Ne devoir son salut qu'à un légume à bulbe blanc et à longues feuilles vertes, brandi sous le nez d'un vigile expert en roulade arrière dissuasive, marque le point de bascule de ce jeune homme - peu recommandable, il est auteur de BD - venant de commettre l'impensable : ne pas avoir été en mesure de présenter sa carte de fidélité à la caissière ! Telle est l'origine de la folle cavale du "héros" échappé de l'album éponyme de Fabcaro pour être porté sur la scène par Angélique Orvain, réalisant là une prouesse propre à rendre lumineuse toute grisaille.

© Romain Dumazer.
Dans un dispositif immergeant le spectateur au cœur de l'action effrénée - pas moins de quatre podiums disposés en cercle, éclairés tour à tour, incluent le public dans des tableaux vivants -, l'épopée du fuyard décrété ennemi numéro 1 par la vox populi reprenant en chœur les voix des médias et des représentants de l'ordre va être vécue de manière haletante. L'occasion pour l'auteur et la metteure en scène, fins observateurs des travers contemporains, de croquer à pleines dents les errements hilarants des conduites dites "ordinaires".

En effet ces "arrêts sur images", joués superbement par huit acteurs tirant parti avec intelligence des ressorts du théâtre de tréteaux et des ralentis cinématographiques, passent au scanner les dérives de la pensée commune érigée en système de pensée.
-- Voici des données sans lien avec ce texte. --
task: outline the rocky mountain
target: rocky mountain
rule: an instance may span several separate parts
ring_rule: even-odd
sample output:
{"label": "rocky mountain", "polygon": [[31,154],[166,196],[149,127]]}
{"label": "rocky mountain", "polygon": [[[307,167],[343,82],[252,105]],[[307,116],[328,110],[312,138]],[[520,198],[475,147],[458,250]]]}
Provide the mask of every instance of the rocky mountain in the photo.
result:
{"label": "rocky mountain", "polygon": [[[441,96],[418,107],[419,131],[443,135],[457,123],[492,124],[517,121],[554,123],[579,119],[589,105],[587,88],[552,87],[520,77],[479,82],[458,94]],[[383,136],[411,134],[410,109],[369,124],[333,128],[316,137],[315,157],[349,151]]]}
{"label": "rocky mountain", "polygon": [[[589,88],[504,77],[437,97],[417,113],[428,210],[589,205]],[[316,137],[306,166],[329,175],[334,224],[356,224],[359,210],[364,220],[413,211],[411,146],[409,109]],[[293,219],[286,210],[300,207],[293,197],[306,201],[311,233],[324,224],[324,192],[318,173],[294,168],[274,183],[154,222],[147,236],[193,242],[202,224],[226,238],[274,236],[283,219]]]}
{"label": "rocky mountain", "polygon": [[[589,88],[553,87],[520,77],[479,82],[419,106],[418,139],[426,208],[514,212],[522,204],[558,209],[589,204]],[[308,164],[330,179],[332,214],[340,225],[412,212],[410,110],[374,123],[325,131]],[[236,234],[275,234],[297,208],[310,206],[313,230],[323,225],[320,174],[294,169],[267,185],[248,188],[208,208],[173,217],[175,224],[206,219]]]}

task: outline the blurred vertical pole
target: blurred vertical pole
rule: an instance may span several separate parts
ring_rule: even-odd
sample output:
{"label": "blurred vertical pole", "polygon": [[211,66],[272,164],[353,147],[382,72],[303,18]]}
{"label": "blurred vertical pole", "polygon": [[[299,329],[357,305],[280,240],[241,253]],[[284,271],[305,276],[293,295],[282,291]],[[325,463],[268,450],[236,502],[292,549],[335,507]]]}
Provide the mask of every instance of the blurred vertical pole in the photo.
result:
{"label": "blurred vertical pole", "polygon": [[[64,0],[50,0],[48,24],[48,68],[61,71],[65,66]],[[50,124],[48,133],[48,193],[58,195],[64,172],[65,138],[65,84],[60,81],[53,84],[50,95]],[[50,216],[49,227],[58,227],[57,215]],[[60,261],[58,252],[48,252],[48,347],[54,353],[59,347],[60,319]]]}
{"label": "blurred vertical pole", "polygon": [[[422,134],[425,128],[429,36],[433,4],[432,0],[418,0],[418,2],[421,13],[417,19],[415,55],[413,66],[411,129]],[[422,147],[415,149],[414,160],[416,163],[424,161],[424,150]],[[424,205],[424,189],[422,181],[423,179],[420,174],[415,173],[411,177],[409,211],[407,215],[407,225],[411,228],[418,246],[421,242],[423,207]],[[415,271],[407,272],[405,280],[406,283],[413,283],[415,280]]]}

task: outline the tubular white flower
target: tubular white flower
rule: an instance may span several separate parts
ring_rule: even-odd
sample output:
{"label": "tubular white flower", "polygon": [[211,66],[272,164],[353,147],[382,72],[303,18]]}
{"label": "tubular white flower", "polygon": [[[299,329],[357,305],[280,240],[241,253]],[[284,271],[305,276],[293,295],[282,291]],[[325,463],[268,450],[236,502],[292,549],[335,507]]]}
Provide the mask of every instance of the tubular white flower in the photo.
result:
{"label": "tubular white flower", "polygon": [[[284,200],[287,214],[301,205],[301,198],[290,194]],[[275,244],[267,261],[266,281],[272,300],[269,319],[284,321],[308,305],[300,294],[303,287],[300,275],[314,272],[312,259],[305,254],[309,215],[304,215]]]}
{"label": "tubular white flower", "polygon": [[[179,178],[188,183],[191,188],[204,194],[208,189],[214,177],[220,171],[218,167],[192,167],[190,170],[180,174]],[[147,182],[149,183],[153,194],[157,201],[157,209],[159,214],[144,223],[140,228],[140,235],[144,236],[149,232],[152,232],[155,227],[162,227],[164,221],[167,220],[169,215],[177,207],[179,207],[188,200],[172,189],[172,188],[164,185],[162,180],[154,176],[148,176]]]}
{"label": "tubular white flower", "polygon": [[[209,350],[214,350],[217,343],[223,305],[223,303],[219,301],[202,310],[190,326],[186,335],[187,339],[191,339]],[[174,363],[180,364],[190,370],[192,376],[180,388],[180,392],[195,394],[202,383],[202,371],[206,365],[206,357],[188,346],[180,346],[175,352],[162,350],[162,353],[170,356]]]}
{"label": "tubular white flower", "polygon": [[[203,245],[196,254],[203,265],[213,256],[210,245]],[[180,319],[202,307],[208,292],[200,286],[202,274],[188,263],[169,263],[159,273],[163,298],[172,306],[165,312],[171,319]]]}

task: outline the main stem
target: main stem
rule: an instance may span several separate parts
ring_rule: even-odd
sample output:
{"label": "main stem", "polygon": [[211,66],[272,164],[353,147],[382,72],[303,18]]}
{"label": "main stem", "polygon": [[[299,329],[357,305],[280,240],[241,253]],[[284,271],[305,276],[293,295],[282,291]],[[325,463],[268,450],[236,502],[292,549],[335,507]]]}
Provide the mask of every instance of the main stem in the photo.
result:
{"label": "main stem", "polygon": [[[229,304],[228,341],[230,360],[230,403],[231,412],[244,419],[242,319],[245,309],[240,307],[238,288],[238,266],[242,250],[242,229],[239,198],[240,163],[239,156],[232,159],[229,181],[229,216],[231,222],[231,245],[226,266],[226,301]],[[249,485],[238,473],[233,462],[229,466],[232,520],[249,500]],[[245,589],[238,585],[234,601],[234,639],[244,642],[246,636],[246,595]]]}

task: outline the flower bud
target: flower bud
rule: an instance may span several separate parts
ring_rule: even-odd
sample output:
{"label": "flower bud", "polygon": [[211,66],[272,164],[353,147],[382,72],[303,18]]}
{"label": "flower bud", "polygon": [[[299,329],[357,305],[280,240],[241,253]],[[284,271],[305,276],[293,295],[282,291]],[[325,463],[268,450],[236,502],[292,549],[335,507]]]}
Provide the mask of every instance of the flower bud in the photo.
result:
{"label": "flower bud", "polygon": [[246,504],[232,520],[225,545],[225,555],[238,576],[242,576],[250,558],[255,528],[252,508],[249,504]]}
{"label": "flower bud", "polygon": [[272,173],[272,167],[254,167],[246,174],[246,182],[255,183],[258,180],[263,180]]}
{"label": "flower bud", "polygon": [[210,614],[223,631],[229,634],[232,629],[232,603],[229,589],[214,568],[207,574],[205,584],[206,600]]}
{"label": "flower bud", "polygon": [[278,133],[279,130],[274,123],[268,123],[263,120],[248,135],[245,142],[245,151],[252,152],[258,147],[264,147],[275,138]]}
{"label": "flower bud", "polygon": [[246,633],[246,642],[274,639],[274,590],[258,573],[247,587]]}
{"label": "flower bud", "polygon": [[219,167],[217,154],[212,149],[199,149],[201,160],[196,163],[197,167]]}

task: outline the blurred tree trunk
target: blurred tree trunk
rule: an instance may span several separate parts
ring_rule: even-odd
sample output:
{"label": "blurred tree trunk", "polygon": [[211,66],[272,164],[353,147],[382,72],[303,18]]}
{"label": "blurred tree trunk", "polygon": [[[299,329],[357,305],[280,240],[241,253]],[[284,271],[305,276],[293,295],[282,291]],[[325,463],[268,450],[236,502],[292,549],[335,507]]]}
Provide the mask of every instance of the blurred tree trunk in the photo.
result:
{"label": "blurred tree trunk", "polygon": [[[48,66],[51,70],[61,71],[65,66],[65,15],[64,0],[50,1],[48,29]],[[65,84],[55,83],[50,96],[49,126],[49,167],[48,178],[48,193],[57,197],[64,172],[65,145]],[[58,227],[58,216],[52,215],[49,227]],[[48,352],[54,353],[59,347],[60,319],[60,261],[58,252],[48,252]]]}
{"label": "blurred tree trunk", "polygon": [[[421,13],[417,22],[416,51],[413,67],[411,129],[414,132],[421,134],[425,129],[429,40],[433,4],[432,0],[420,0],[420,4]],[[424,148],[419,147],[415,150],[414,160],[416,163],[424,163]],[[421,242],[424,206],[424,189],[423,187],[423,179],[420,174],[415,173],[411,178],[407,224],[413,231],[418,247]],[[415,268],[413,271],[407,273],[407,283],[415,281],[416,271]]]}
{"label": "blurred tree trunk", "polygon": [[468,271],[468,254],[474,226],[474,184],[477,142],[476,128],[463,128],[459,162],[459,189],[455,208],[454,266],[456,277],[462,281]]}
Aucun milieu n'y échappe. Pas moins les complotistes avachis devant leur téloche, les bobos contents d'eux-mêmes lisant Les Inrocks ou Le Monde Diplomatique, les artistes charitables réalisant un album de soutien à l'auteur de BD à la dérive, les forces de l'ordre au képi bas, et encore moins les journalistes des chaînes d'infos en continu commentant en boucle l'absence d'infos.

Éberlué par tant de perspicacité bienveillante mais non moins mordante, on jubile… Rien ne nous est épargné du grotesque qui sous-tend les comportements de la meute de ces (braves) gens commentant avidement la cavale du dangereux mécréant ayant bravé l'interdit suprême des fidèles du "Temple de la consumation". Et si le trait est grossi à l'envi, il déforme à peine la réalité des travers.